10 Feb If I Ever Become The World’s Fattest Man
If I ever become the world’s fattest man, I won’t be granting any interviews. And I definitely won’t be posing for photo shoots. I read with fascination astory by Sarah Lyall in The New York Times last week about Paul Mason, a British man who was once regarded as the world’s fattest at 980 pounds. Three years ago, Mason had a gastric bypass, shedding nearly 550 pounds in one fell swoop.
Mason reveals all the gory details of his story to Lyall, and, though she’s a skillful reporter who obviously managed to win his trust, it’s hard to know what the fuck Mason was thinking in agreeing to participate in this story. Why would he think that the public needs to know about the “huge mass of loose skin” that still encircles his “torso and sits on his lap?” How can he possibly profit from describing how he used to eat $22 worth of chocolate bars a day or how social services workers used to have to change his incontinence pads?

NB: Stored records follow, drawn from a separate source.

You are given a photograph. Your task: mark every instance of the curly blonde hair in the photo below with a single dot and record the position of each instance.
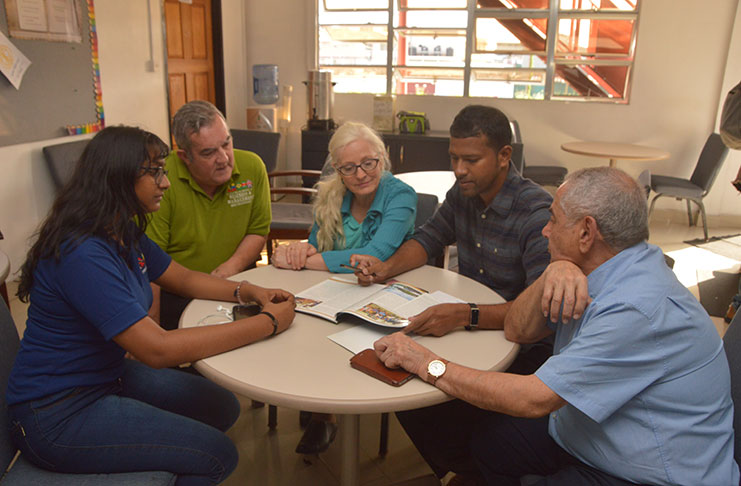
(331, 190)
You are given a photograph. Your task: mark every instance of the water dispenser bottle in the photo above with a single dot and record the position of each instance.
(265, 83)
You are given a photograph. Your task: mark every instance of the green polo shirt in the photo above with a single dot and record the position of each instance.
(201, 233)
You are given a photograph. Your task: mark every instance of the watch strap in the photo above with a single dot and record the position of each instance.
(474, 322)
(273, 319)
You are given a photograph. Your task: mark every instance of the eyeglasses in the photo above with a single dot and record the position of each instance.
(157, 172)
(349, 169)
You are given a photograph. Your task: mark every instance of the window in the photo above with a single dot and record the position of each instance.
(518, 49)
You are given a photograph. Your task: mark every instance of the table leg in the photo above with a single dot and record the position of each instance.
(349, 436)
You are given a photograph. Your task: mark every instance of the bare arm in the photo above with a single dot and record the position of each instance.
(517, 395)
(247, 253)
(409, 256)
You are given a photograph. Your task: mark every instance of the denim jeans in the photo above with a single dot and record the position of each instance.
(149, 420)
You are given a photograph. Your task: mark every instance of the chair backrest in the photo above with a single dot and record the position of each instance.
(708, 165)
(732, 345)
(61, 160)
(426, 206)
(264, 144)
(9, 343)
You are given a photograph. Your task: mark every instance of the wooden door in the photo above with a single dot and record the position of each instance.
(190, 52)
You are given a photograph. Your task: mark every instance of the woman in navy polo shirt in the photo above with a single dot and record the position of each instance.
(76, 403)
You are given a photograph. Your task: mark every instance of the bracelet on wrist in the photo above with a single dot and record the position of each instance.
(237, 291)
(273, 319)
(474, 319)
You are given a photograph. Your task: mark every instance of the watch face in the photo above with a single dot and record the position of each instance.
(436, 368)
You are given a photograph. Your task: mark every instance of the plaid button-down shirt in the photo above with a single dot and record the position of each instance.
(499, 245)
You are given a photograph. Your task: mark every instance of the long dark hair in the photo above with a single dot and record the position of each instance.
(99, 199)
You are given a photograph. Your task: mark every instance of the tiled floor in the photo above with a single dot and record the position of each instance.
(268, 458)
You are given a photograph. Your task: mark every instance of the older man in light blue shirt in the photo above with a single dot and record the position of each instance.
(638, 388)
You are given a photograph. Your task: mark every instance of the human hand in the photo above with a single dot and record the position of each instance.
(265, 296)
(369, 269)
(398, 350)
(297, 253)
(284, 312)
(564, 283)
(226, 270)
(438, 320)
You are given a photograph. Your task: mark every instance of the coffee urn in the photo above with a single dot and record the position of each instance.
(320, 97)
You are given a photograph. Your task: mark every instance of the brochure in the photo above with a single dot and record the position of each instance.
(390, 305)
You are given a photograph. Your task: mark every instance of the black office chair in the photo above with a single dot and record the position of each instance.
(61, 160)
(264, 144)
(695, 188)
(545, 175)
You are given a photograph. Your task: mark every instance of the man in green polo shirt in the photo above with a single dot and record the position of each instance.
(215, 216)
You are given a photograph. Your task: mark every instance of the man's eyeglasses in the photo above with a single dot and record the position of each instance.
(157, 172)
(350, 169)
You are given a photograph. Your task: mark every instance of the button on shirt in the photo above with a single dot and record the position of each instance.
(499, 245)
(645, 377)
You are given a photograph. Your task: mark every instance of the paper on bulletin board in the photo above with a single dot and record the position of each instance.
(13, 63)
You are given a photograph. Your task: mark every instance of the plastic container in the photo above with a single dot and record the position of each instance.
(265, 83)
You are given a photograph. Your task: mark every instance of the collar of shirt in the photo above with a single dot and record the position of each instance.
(180, 170)
(376, 205)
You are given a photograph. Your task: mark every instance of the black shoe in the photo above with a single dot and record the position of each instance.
(319, 434)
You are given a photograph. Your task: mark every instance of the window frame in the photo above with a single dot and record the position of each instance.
(553, 15)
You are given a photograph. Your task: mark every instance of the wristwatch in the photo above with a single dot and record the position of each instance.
(474, 317)
(435, 369)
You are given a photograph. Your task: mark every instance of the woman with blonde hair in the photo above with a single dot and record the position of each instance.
(359, 208)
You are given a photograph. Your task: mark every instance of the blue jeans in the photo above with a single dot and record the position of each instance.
(148, 420)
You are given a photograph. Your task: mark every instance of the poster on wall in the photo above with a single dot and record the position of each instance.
(50, 20)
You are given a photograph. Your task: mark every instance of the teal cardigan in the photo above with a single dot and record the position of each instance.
(388, 223)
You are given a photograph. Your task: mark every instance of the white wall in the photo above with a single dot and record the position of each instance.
(683, 69)
(131, 95)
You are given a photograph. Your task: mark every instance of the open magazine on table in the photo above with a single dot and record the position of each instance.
(389, 305)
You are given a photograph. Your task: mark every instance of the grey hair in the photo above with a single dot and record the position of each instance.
(613, 199)
(190, 118)
(331, 190)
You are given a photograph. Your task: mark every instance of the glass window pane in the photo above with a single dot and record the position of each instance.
(593, 36)
(622, 5)
(512, 4)
(352, 4)
(591, 82)
(427, 4)
(420, 81)
(358, 18)
(358, 79)
(507, 61)
(343, 45)
(494, 35)
(432, 18)
(424, 48)
(509, 84)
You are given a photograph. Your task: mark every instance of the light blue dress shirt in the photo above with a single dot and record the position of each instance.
(388, 223)
(645, 377)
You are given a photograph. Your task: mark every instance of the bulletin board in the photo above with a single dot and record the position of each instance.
(60, 93)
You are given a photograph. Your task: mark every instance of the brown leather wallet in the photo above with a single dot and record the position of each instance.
(367, 362)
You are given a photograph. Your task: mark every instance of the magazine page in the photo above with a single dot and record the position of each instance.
(395, 304)
(332, 296)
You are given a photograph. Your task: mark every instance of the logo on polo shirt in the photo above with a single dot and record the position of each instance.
(240, 193)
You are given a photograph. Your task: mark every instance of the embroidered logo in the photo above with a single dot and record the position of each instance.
(240, 193)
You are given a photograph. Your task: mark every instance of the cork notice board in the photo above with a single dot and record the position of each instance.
(60, 92)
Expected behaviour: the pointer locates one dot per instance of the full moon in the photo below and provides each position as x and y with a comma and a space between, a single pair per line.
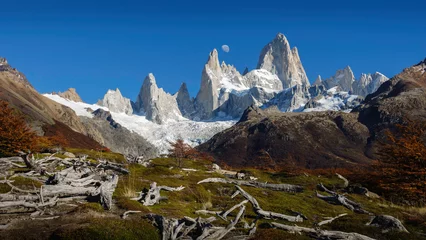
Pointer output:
225, 48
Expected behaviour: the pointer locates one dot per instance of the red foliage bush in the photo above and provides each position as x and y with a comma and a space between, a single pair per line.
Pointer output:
15, 135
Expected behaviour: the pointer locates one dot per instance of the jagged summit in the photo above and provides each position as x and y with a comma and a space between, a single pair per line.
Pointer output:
278, 58
5, 67
184, 101
115, 102
318, 81
70, 94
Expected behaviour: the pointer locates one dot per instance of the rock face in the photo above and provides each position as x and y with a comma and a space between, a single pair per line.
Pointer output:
333, 99
337, 138
15, 89
344, 78
225, 92
18, 76
279, 79
322, 139
295, 98
401, 98
109, 133
388, 223
184, 101
207, 99
70, 94
277, 58
115, 102
155, 103
368, 83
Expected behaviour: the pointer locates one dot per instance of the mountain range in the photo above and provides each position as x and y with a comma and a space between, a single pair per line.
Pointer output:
155, 117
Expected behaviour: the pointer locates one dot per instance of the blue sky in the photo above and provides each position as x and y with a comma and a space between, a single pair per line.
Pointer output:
99, 45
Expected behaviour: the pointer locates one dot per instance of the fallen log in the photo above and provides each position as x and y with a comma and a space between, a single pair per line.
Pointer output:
267, 214
338, 199
152, 196
331, 219
277, 187
322, 234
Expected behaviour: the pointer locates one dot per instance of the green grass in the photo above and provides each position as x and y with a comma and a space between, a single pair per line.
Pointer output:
93, 154
25, 183
109, 229
216, 196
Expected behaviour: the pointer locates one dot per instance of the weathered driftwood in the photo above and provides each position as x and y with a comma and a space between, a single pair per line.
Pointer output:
387, 223
80, 179
8, 204
277, 187
322, 234
152, 196
339, 199
219, 234
200, 228
346, 182
267, 214
185, 228
105, 192
331, 219
127, 213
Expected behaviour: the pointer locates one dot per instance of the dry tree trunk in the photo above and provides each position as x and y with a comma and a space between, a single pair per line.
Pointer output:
277, 187
338, 199
152, 196
267, 214
322, 234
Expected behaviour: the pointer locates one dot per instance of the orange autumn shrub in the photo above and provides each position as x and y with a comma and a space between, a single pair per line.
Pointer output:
15, 135
401, 168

But I have to give props to Lyall for venturing into this man’s home. I imagine that he’s desperately lonely. Nearly twenty years ago, I spent about two years as an advertising salesperson for The New York Post. (I had just graduated from college and wanted to join the Foreign Service but was unemployed and desperate for any sort of paycheck.) One of my favorite clients was a Jamaican immigrant named Jimmy who specialized in outfitting the morbidly obese.

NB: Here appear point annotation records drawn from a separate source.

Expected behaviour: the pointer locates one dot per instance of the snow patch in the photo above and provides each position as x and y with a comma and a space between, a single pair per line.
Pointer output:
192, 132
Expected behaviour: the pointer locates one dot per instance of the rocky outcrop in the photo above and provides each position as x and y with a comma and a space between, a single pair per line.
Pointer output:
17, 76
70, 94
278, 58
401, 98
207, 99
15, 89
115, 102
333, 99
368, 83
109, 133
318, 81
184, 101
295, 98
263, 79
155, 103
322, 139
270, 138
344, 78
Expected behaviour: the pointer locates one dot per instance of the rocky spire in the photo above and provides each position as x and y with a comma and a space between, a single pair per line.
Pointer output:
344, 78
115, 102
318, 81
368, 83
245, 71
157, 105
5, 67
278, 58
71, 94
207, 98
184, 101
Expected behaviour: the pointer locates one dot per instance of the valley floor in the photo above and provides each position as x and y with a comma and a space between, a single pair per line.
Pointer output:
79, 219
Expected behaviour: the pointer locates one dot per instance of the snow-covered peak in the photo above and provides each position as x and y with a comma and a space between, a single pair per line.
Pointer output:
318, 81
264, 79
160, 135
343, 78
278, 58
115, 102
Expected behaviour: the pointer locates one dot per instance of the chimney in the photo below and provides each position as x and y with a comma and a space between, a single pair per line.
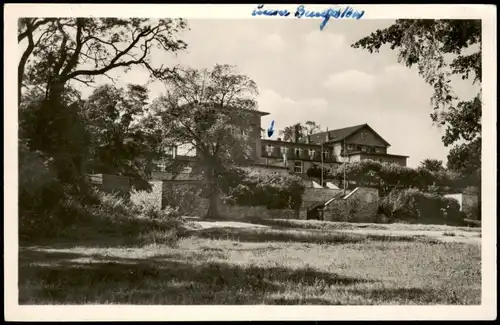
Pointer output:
296, 133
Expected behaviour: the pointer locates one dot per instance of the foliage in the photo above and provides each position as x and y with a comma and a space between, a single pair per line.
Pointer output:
274, 191
125, 139
288, 133
428, 44
420, 207
58, 53
315, 171
185, 198
63, 49
387, 176
212, 111
355, 209
432, 165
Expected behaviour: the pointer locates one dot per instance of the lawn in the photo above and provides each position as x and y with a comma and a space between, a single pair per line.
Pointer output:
287, 262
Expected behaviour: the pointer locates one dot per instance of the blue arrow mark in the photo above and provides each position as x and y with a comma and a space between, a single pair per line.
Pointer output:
270, 130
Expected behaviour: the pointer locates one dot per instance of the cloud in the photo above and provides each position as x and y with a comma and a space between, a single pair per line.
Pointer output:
274, 43
351, 81
286, 111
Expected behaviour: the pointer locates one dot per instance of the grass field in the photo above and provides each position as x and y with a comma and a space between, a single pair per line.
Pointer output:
281, 262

Jimmy made house calls to people who were too fat to leave their homes. He would turn up, measure them and then return with custom fit clothing. Jimmy would occasionally show me a pair of pants someone had ordered and they were the kind of things that you could fit 3 or 4 normal people inside. One day, he told me about one of his occupational hazards.
“A lot of these guys are really lonely,” he said, referring to his morbidly obese customers. “A bunch of times, I’ve had guys make passes at me. I don’t even think they’re gay, necessarily, but they are starved for human contact.”
He recounted one story about how a client who was too gigantic to get up off of his couch grasped at his crotch as he tried to measure the man’s boundless waist.
“But there is one good thing about working with people that large,” he said. “They can’t move fast, so you can always get away.”